Nous utiliserons une mesure d'identification inspirée des travaux de Kuhn sur les auto-attitudes afin de savoir comment les élèves s'identifient de façon spontanée. De cette manière,

nous découvrirons quelles sont les dimensions signifiantes pour leur soi et si les élèves évoquent des éléments positifs ou négatifs en lien avec l'école.

Il existe plusieurs façons de s'identifier. Les individus peuvent décider de mettre en avant leur identité personnelle ou leur identité sociale en faisant référence à des groupes ou des classes pour se décrire.

1.2.2.2.2 Identification au groupe

Une manière de se définir est donc de se présenter comme membre d'un groupe social.

Rappelons que, d'après le concept d'"identification groupale", l'individu peut se sentir comme faisant plus ou moins partie d'un groupe.

Tropp (2001) va plus loin en reconnaissant que "[...] les individus varient dans le degré avec lequel ils incluent l'endogroupe dans le soi, et cette variabilité contribue à des différences dans la manière dont les individus interprètent leurs expériences dans le monde social."7 (p.586)

Les travaux de Tropp se distinguent d'autres approches sur l'identité et l'adhésion à un groupe sur plusieurs points. En premier lieu, plutôt que de se référer à une connexion entre le soi et les autres à un niveau général, Tropp se réfère à une connexion d'un individu avec un endogroupe particulier. De plus, au lieu de souligner les différences à travers les cultures, il se concentre sur comment les individus à l'intérieur des cultures varient dans le degré avec lequel ils incluent l'endogroupe dans le soi. En deuxième lieu, Tropp pense que la connexion entre le soi et l'endogroupe représente un processus psychologique basique commun à tous les groupes. En troisième et dernier lieu, Tropp souligne le degré avec lequel un groupe spécifique fait partie de la représentation de soi d'un individu, pas la tendance de se définir en terme d'adhésion à un groupe à un niveau plus général.

Afin de mesurer l'identification d'un individu à un groupe, Tropp a créé "The Inclusion of Ingroup in the Self (ISS) measure". Pour cela, il se réfère à une échelle créée par Aron et ses collègues pour une recherche sur les relations proches: The Inclusion of Other in the Self (IOS) (Aron et al., 1992). Elle consiste en une série de sept diagrammes de Venn, avec des

7Traduction de Della Luce

paires de cercles qui varient dans leur degré de chevauchement.

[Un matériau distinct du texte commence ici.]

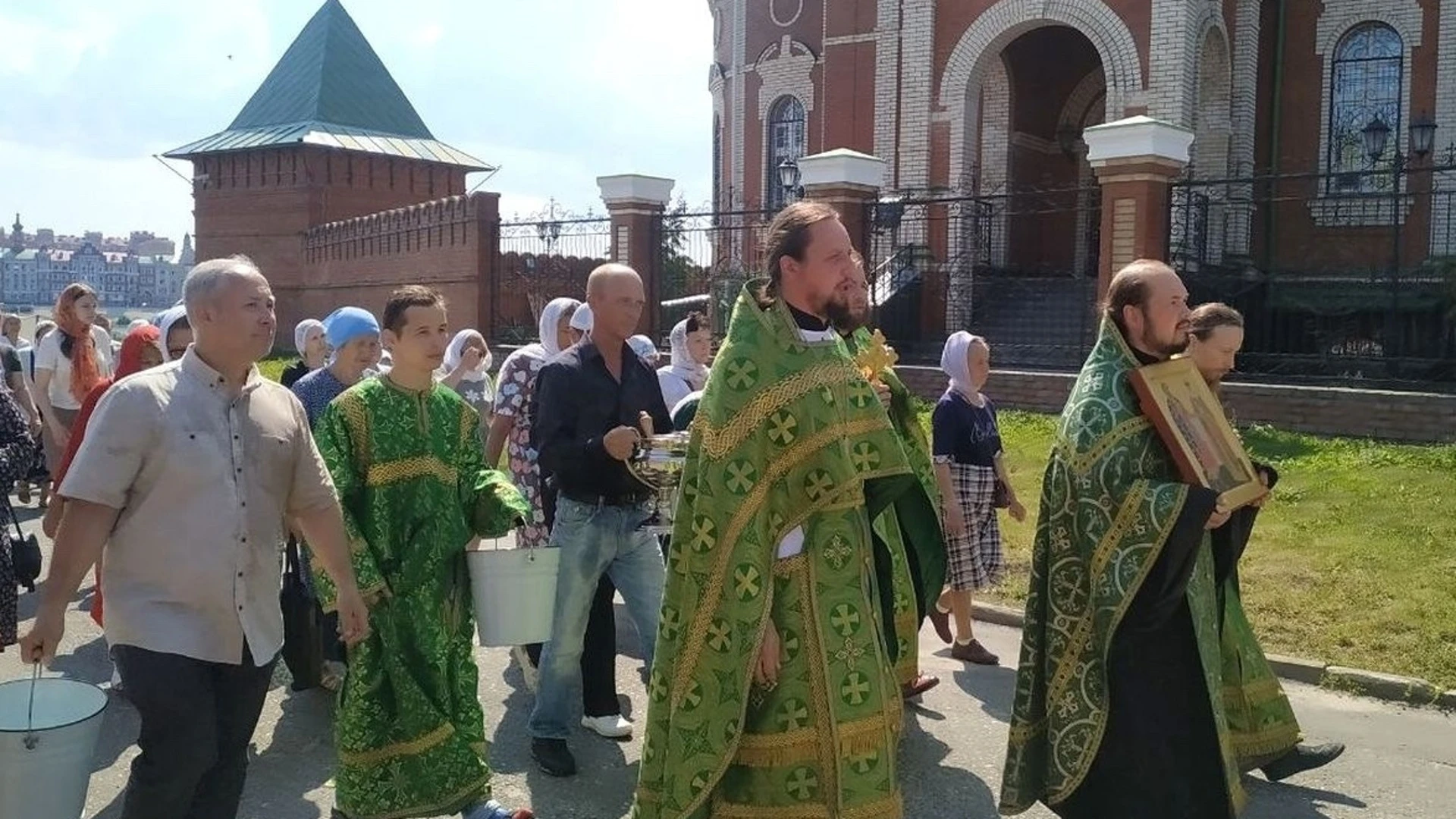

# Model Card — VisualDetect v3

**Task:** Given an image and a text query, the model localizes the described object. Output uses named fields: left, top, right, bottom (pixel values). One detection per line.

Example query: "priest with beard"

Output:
left=834, top=252, right=946, bottom=701
left=1000, top=259, right=1245, bottom=819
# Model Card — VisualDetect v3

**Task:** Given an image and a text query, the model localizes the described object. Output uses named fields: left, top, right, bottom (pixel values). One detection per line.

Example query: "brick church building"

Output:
left=708, top=0, right=1456, bottom=378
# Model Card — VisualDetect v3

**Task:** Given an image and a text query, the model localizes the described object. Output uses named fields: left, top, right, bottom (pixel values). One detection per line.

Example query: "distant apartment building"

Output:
left=0, top=217, right=193, bottom=307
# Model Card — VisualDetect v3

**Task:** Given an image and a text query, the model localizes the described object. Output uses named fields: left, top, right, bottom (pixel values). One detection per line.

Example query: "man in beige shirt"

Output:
left=20, top=256, right=369, bottom=819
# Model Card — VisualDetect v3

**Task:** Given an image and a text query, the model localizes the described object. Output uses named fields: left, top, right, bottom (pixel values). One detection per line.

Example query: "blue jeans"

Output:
left=530, top=495, right=665, bottom=739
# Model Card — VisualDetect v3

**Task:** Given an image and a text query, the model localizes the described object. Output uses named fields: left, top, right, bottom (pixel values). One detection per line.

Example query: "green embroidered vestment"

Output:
left=1000, top=322, right=1244, bottom=814
left=632, top=283, right=916, bottom=819
left=847, top=328, right=945, bottom=683
left=315, top=378, right=529, bottom=819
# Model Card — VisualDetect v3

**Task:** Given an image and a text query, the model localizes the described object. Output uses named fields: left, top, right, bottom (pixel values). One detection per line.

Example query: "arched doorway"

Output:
left=946, top=24, right=1108, bottom=367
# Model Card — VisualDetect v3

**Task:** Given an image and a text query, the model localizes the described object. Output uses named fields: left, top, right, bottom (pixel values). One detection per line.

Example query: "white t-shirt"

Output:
left=35, top=325, right=112, bottom=410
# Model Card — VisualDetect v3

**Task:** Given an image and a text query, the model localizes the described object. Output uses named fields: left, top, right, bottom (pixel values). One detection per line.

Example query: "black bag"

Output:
left=5, top=495, right=41, bottom=592
left=278, top=538, right=323, bottom=691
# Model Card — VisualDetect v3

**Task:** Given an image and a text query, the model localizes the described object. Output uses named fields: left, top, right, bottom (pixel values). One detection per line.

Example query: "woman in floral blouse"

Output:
left=485, top=299, right=581, bottom=548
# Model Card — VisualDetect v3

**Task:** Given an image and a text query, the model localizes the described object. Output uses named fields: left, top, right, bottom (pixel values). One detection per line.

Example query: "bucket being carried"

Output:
left=469, top=535, right=560, bottom=647
left=0, top=666, right=106, bottom=819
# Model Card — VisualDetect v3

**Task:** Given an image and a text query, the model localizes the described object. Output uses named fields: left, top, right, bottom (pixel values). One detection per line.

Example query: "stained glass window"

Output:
left=763, top=96, right=808, bottom=210
left=1328, top=22, right=1404, bottom=193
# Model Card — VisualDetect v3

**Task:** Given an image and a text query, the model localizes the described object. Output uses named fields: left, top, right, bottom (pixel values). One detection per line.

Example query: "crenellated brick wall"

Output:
left=290, top=194, right=500, bottom=334
left=896, top=366, right=1456, bottom=443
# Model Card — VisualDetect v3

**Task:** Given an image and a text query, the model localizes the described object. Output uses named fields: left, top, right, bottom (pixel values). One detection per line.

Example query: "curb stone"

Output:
left=1265, top=654, right=1329, bottom=685
left=1325, top=666, right=1442, bottom=705
left=971, top=604, right=1456, bottom=710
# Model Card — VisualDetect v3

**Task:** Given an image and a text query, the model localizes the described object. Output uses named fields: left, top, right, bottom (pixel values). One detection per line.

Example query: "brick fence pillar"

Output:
left=799, top=147, right=885, bottom=256
left=597, top=174, right=674, bottom=338
left=1082, top=117, right=1192, bottom=300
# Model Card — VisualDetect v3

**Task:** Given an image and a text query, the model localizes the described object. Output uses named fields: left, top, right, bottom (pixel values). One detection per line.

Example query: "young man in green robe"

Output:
left=839, top=253, right=945, bottom=699
left=1000, top=261, right=1245, bottom=819
left=315, top=286, right=532, bottom=819
left=632, top=202, right=916, bottom=819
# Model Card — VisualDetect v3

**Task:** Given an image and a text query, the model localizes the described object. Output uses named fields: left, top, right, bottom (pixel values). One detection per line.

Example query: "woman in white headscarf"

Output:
left=435, top=329, right=495, bottom=446
left=485, top=299, right=587, bottom=547
left=278, top=319, right=329, bottom=388
left=570, top=302, right=592, bottom=341
left=153, top=305, right=192, bottom=362
left=930, top=329, right=1027, bottom=666
left=628, top=335, right=661, bottom=369
left=657, top=313, right=714, bottom=406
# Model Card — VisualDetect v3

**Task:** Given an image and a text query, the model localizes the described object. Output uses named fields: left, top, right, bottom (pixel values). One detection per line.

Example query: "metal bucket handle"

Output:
left=20, top=659, right=41, bottom=751
left=476, top=538, right=551, bottom=561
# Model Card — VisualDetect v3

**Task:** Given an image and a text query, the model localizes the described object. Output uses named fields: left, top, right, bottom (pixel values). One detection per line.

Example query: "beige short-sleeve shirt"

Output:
left=60, top=350, right=337, bottom=666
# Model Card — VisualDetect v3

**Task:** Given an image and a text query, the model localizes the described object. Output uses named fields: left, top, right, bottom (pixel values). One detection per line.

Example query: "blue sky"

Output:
left=0, top=0, right=712, bottom=242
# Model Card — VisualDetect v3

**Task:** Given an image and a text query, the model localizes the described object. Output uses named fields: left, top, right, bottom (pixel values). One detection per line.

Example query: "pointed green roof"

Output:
left=166, top=0, right=491, bottom=171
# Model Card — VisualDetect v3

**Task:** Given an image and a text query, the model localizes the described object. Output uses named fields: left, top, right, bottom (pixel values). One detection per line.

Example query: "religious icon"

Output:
left=855, top=329, right=900, bottom=383
left=1131, top=359, right=1264, bottom=512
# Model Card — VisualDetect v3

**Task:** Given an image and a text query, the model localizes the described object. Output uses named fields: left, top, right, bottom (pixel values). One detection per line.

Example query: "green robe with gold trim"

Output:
left=632, top=283, right=916, bottom=819
left=1213, top=462, right=1301, bottom=771
left=1000, top=322, right=1245, bottom=819
left=846, top=328, right=945, bottom=685
left=315, top=378, right=530, bottom=819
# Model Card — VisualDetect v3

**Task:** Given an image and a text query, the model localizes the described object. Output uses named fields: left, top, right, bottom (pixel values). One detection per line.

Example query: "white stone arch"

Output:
left=1057, top=67, right=1106, bottom=130
left=937, top=0, right=1146, bottom=190
left=1057, top=67, right=1106, bottom=271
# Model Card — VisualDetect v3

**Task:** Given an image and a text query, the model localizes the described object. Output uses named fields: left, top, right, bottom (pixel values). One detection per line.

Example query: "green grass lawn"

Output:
left=924, top=411, right=1456, bottom=688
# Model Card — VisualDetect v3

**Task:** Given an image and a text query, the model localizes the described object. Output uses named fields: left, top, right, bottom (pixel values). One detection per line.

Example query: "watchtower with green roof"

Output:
left=166, top=0, right=492, bottom=291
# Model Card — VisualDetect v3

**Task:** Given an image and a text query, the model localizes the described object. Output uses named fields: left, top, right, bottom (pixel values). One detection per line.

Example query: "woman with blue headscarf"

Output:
left=290, top=307, right=380, bottom=691
left=293, top=307, right=380, bottom=425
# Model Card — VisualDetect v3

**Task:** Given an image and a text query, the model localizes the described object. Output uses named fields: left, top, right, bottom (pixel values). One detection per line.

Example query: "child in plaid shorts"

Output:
left=930, top=331, right=1027, bottom=666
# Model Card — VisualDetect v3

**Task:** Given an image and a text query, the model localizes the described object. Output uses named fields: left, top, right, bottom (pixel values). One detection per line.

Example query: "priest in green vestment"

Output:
left=1000, top=261, right=1245, bottom=819
left=315, top=287, right=532, bottom=819
left=840, top=258, right=945, bottom=699
left=630, top=202, right=916, bottom=819
left=1185, top=302, right=1345, bottom=781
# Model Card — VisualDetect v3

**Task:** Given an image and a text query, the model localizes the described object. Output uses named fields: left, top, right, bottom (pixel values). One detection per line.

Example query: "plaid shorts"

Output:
left=945, top=462, right=1006, bottom=592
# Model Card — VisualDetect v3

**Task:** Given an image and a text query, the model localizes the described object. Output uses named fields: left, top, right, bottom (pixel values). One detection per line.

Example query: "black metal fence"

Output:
left=648, top=204, right=774, bottom=336
left=1168, top=165, right=1456, bottom=391
left=491, top=209, right=611, bottom=344
left=864, top=187, right=1102, bottom=369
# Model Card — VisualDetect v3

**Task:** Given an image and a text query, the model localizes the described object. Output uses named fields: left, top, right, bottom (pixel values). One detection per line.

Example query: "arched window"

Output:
left=1328, top=22, right=1404, bottom=193
left=763, top=96, right=808, bottom=210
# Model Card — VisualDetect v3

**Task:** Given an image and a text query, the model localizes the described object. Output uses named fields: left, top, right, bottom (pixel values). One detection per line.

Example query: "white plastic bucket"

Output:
left=0, top=678, right=106, bottom=819
left=469, top=538, right=560, bottom=647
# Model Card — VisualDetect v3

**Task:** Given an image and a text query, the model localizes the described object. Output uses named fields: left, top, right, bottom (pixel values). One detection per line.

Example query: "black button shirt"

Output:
left=532, top=341, right=673, bottom=500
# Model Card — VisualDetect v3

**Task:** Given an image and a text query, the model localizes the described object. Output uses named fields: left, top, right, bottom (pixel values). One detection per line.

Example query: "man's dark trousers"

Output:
left=112, top=645, right=277, bottom=819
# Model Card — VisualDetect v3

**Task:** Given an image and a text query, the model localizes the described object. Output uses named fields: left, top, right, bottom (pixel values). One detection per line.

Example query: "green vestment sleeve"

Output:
left=459, top=406, right=532, bottom=538
left=313, top=402, right=389, bottom=612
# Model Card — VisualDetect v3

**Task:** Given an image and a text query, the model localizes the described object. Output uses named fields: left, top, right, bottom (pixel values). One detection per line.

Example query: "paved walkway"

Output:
left=0, top=510, right=1456, bottom=819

Un des cercles symbolise l'individu et l'autre symbolise le groupe spécifique qui nous intéresse (et non pas simplement l'"autre" comme dans la mesure de Aron et al. (1992)). Les personnes interrogées doivent sélectionner la paire des cercles qui représentent leur niveau d'identification avec un groupe donné.

La mesure de Tropp présente deux principaux intérêts. Le premier est que les différents chevauchements de cercles sont plus représentatifs du principe d'inclusion du groupe dans le soi qu'une série d'items écrits. La représentation visuelle est plus parlante pour les personnes interrogées. Le second est qu'en tant que mesure avec un seul item, l'ISS peut être facilement adaptée pour une variété d'adhésions de groupe et peut être administrée plus rapidement qu'une mesure avec plusieurs items, la rendant particulièrement utile pour les contextes de recherches où le temps est limité où pour les études impliquant plusieurs adhésions de groupe.

Si l'ISS inclut une composante linguistique dans ses instructions écrites, les résultats d'une étude menée par Tropp et al. indiquent que la mesure ISS est solide puisqu'il n'y a pas de différences significatives malgré trois formulations différentes. Quatre études menées par Tropp et al. ont démontré que l'ISS est une mesure valide et fiable pour évaluer l'inclusion du groupe dans le soi, fournissant un support pour cette conceptualisation de l'identification au groupe.

Nous utiliserons cette mesure d'identification groupale afin de mesurer l'identification des élèves à différents groupes particuliers, en lien avec leur statut d'élève.